[PATCH] sched, fair: Rework sched_fair time accounting

From: Peter Zijlstra
Date: Tue Nov 26 2013 - 09:44:29 EST


On Mon, Nov 25, 2013 at 01:43:02AM +0100, Christian Engelmayer wrote:
> I had this patch applied during daily use. No systematic testing, but no user
> perceived regressions either. The originally reported divide by 0 scenario
> could no longer be reproduced with this change.

Thanks! slightly updated version below.

I took some care to make sure the patch compiles into two 32x32->64
multiplications in the common case for 32bit.

Sadly GCC is too smart and completely fails to get the hint; the line:

fact = (u64)(u32)fact * lw->inv_weight;

Is converted into a double imul+mul monster for -O2. The only way to get
the proper single mul is by forcing it into a noinline function, but
that adds call/stack overhead.

That said, given a sensible compiler (ha!) the common case for 32bit
should be equal or better than before.

---
Subject: sched, fair: Rework sched_fair time accounting
From: Peter Zijlstra <peterz@xxxxxxxxxxxxx>
Date: Mon, 18 Nov 2013 18:27:06 +0100

Christian suffers from a bad BIOS that wrecks his i5's TSC sync. This
results in him occasionally seeing time going backwards.

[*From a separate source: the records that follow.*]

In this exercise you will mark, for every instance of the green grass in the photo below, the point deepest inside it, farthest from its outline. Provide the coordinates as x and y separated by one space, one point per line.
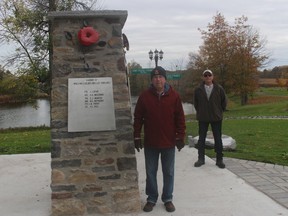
25 140
263 140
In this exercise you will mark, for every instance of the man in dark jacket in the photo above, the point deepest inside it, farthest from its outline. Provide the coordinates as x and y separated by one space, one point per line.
210 102
160 110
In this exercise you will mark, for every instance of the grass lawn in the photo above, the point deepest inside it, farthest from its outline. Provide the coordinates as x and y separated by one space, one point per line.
25 140
263 140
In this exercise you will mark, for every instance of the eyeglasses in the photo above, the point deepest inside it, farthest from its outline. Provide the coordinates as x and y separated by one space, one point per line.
207 75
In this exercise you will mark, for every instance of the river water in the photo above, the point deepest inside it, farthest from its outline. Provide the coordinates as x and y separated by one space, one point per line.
38 113
25 114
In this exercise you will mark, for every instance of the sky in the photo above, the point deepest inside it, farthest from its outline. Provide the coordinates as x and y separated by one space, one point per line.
172 26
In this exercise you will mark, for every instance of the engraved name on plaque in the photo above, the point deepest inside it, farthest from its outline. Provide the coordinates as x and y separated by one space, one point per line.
90 104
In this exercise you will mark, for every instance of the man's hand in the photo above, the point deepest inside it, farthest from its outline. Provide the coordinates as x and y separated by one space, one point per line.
179 144
138 144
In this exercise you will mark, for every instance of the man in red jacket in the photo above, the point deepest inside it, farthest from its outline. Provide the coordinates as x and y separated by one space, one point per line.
159 109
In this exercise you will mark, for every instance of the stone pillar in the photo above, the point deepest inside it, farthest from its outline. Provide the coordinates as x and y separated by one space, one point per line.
93 158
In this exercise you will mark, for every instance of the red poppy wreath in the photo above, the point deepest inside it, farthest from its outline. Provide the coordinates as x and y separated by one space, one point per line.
88 36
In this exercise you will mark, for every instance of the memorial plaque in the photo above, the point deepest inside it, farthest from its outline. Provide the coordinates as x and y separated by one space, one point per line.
90 104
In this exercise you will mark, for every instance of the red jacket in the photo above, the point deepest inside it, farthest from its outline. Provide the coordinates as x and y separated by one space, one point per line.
162 116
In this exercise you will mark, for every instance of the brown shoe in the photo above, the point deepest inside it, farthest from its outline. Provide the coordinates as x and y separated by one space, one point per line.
169 206
148 207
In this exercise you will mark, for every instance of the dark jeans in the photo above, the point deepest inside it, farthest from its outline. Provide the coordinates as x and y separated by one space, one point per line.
217 133
151 164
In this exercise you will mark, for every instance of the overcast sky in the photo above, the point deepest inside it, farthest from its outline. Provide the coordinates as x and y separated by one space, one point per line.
173 26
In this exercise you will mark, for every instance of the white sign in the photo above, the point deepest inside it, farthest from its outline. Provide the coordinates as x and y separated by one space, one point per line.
90 104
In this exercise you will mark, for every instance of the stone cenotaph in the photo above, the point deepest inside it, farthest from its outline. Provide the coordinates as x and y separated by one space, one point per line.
94 169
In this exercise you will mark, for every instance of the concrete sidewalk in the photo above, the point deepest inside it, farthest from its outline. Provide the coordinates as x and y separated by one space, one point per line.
204 191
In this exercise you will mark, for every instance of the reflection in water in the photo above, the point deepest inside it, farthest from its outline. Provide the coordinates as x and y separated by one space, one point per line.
38 113
25 115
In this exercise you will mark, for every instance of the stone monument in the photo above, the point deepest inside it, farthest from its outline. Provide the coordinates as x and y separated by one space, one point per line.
94 168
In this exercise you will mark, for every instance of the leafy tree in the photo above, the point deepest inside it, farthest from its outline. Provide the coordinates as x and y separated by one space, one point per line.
24 23
234 53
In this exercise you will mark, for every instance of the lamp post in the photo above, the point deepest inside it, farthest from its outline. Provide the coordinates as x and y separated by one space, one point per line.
157 55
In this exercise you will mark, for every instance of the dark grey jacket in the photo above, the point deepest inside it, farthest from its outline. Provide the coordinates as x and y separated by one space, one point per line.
210 110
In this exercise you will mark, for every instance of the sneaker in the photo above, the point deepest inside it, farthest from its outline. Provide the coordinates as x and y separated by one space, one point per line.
148 207
199 163
220 164
169 207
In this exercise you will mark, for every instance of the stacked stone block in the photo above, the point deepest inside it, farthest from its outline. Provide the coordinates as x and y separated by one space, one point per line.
93 172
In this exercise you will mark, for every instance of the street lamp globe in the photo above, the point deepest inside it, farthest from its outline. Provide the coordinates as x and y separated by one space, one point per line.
157 55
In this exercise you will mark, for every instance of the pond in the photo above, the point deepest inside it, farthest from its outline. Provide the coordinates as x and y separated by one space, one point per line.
37 113
32 114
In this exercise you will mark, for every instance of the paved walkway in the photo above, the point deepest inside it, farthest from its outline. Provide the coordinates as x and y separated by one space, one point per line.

Most of our time accounting can actually handle that except the most
common one; the tick time update of sched_fair.

There is a further problem with that code; previously we assumed that
because we get a tick every TICK_NSEC our time delta could never
exceed 32bits and math was simpler.

However, ever since Frederic managed to get NO_HZ_FULL merged; this is
no longer the case since now a task can run for a long time indeed
without getting a tick. It only takes about ~4.2 seconds to overflow
our u32 in nanoseconds.

This means we not only need to better deal with time going backwards;
but also means we need to be able to deal with large deltas.

This patch reworks the entire code and introduces mul_u64_u32_shr() as
proposed by Andy a long while ago.

We express our virtual time scale factor in a u32 multiplier and shift
right and the 32bit mul_u64_u32_shr() implementation reduces to a
single 32x32->64 multiply if the time delta is still short (common
case).

For 64bit a 64x64->128 multiply can be used if ARCH_SUPPORTS_INT128; I
didn't want to write fallback code for now, but we could.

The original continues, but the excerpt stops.